IL BLITZ. L’operazione, spiegano gli investigatori, rientra nei servizi di prevenzione disposti dal questore Ruggiero Borzacchiello per contrastare il traffico di sostanze stupefacenti. Fatto sta che il blitz scatta subito dopo pranzo. Gli uomini della sezione narcotici della Mobile, diretti da Miriam D’Anastasio, e quelli della sottosezione della polizia stradale di Pratola Peligna bloccano una Fiat 500 nell’area di servizio di Brecciarola dell’autostrada A25. Il copione ufficiale racconta che i due ragazzi all’interno dell’auto, fin dall’inizio, mostrano «segni di nervosismo e insofferenza» che insospettiscono gli investigatori. Dalla perquisizione dell’abitacolo spunta fuori un borsone con 20 confezioni avvolte da nastro adesivo: contengono, in totale, 2 chilogrammi di hashish.
A CASA. La polizia passa al setaccio anche l’abitazione dove la coppia vive. La cocaina è nascosta in una borsetta riposta in un armadio della camera da letto. Gli investigatori sequestrano anche tre bilancini di precisione e il materiale per confezionare le dosi, compreso un macchinario per il sottovuoto trovato in cucina. L’ipotesi è che la droga fosse destinata al mercato della movida cittadina, dove in passato è stato già scoperto un vasto giro di cocaina nei locali del divertimento.
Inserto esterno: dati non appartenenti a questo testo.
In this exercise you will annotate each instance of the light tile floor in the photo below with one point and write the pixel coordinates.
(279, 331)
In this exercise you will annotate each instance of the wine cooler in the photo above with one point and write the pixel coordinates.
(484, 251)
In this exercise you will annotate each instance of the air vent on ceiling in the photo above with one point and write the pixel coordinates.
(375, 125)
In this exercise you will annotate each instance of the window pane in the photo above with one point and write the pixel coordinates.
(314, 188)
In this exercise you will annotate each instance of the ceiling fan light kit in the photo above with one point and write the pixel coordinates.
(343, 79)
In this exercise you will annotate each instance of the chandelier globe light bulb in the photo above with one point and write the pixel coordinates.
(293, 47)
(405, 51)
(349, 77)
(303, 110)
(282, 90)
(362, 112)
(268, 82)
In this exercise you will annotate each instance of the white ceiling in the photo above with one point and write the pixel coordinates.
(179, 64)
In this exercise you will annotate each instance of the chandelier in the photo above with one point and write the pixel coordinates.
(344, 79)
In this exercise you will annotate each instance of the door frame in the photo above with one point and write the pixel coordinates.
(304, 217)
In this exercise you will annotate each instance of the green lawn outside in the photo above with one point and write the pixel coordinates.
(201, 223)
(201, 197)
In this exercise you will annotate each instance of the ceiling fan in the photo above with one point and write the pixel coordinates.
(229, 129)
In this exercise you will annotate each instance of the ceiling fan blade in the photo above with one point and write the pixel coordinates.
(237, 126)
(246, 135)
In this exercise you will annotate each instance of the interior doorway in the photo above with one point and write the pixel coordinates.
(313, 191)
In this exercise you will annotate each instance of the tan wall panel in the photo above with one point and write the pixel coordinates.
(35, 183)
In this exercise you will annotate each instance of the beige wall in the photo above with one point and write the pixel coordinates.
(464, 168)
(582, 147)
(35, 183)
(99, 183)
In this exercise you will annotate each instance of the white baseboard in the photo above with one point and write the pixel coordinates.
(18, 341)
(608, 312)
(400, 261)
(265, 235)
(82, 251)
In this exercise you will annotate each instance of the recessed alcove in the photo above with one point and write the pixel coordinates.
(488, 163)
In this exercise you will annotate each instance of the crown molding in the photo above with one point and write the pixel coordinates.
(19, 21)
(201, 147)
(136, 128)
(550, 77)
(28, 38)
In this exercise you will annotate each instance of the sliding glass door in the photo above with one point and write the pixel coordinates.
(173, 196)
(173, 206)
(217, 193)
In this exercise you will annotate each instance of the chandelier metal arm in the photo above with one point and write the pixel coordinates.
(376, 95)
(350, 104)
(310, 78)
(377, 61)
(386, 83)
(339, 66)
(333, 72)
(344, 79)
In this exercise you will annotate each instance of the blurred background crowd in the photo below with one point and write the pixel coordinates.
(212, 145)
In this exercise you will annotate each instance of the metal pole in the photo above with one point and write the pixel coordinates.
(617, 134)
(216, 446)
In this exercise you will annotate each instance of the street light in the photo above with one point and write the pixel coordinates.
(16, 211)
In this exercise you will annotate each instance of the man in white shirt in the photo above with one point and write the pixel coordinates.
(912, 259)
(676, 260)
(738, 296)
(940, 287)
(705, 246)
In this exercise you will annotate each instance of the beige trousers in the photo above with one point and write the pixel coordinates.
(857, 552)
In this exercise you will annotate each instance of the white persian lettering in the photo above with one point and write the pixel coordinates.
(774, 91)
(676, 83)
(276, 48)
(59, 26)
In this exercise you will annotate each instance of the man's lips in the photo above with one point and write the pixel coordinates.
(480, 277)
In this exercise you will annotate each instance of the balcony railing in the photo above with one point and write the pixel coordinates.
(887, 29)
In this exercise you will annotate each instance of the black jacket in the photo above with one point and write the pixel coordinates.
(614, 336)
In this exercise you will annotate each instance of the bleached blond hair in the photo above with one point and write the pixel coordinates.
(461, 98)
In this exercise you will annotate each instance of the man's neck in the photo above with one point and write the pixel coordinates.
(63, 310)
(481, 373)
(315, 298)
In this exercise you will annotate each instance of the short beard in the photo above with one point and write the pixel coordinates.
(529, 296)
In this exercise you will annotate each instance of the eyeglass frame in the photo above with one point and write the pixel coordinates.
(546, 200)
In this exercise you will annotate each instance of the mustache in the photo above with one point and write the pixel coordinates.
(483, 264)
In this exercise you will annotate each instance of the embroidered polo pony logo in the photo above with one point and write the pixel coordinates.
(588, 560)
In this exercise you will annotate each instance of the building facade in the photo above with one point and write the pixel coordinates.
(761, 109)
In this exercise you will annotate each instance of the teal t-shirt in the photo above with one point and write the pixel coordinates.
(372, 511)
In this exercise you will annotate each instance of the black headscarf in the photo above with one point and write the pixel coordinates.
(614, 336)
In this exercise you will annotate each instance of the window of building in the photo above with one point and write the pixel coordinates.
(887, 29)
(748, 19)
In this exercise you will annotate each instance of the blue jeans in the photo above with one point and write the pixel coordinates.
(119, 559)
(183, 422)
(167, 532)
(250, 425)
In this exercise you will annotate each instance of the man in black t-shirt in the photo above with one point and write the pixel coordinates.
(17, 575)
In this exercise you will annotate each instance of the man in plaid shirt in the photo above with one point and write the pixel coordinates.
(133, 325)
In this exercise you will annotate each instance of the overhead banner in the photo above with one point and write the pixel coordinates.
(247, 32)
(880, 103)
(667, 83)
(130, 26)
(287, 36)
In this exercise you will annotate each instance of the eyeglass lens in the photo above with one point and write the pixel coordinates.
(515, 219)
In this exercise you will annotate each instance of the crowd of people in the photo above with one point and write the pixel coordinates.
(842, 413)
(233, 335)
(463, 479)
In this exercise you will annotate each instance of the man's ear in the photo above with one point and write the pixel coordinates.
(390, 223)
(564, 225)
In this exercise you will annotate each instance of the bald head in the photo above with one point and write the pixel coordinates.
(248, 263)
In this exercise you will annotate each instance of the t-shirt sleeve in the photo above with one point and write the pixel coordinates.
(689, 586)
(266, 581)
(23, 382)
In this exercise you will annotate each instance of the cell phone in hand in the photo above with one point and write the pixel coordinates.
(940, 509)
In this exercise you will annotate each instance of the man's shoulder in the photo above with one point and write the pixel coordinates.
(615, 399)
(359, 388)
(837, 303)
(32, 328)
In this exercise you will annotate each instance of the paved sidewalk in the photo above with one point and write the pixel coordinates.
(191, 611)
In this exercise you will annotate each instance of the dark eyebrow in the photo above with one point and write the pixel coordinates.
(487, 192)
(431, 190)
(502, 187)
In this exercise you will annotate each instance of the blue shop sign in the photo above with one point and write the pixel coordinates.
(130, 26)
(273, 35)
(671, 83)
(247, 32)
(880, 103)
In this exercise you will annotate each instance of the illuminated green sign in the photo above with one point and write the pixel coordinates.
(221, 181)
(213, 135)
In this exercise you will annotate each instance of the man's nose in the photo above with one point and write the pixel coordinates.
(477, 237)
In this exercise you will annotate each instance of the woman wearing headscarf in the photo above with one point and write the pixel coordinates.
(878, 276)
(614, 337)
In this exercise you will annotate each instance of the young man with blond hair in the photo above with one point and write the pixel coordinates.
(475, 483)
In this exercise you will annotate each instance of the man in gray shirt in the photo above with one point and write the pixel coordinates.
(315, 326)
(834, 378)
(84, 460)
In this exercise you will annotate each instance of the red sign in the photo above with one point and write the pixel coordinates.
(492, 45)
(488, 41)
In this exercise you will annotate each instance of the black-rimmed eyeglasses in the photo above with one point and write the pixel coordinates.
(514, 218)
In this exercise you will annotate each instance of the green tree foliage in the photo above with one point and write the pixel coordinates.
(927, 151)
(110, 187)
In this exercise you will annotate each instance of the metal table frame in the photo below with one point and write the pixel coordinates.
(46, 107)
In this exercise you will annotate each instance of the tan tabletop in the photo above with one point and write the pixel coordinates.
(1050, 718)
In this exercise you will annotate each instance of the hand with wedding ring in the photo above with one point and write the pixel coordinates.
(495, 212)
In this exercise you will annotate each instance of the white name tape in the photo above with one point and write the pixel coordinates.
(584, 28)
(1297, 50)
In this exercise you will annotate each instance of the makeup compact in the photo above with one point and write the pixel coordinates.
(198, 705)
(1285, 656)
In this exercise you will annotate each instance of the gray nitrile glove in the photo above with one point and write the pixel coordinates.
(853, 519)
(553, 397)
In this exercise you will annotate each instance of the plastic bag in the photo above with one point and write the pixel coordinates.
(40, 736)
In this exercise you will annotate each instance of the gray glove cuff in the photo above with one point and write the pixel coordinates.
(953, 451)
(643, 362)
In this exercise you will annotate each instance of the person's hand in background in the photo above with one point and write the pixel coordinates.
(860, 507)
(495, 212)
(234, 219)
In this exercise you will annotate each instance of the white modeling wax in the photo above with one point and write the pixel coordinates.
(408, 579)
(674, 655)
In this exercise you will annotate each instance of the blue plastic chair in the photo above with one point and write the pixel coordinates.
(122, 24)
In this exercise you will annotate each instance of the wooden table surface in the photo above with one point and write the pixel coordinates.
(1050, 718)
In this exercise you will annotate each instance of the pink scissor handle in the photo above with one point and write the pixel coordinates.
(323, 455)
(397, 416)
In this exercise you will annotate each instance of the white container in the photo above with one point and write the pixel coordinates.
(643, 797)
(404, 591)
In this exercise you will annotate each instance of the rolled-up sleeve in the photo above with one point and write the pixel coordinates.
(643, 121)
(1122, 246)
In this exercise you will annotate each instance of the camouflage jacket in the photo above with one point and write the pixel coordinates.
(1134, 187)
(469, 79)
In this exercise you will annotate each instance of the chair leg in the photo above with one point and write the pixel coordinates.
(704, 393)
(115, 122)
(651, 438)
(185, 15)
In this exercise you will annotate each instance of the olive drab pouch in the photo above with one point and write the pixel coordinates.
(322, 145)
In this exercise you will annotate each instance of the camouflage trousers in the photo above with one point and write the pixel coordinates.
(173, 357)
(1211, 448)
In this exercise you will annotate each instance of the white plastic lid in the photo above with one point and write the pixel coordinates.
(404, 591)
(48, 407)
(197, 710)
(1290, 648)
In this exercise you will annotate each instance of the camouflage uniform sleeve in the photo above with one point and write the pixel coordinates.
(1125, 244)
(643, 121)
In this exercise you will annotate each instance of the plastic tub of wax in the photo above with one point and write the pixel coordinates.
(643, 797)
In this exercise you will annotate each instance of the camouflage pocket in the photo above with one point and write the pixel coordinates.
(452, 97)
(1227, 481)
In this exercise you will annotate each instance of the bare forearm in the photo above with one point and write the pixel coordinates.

LUI. Antonio Capuozzo è stato già arrestato nell’ottobre del 2016. La polizia lo ha beccato mentre era a cena in un ristorante di Montesilvano con la cocaina in tasca: inutile mostrare una carta d’identità farlocca. L’uomo era ricercato per un ordine di carcerazione emesso dalla procura di Cassino (Frosinone) - pena da scontare di un anno e 7 mesi - e dal tribunale di Napoli per un’ordinanza di custodia cautelare perché indagato per traffico di stupefacenti. Nella sua casa di Montesilvano, in via Torrente Piomba, in quell’occasione sono stati trovati 5 panetti di hashish per un totale di 500 grammi, 115 grammi di cocaina, 14 di grammi di mannitolo e 8 grammi di marijuana. Ma per l’accusa, dopo essere uscito dal carcere, Capuozzo è tornato a spacciare.
LEI. Veronica Fiaschetti, ragazza di ottima famiglia, è incensurata ed è apparsa sotto choc quando ha capito che sarebbe finita in cella. Gli amici la descrivono come una studentessa modello, vicina alla laurea in sociologia e criminologia e disposta a fare sacrifici per mantenersi gli studi. Non a caso, ha lavorato come cameriera anche in un noto pub di Chieti Scalo.
I CELLULARI. L’inchiesta è coordinata dal sostituto procuratore Giuseppe Falasca. Alla coppia sono stati sequestrati anche un iPhone e altri due smartphone: i poliziotti passeranno al setaccio gli sms e le chat di Whatsapp e Messenger alla ricerca di conversazioni e contatti utili per allargare l’indagine. È probabile che Capuozzo si addossi tutte le responsabilità, mentre è da accertare il ruolo nella vicenda avuto dalla ragazza. Da domenica sera, in attesa dell’interrogatorio che verrà fissato oggi dal giudice per le indagini preliminari, Antonio e Veronica sono in carcere.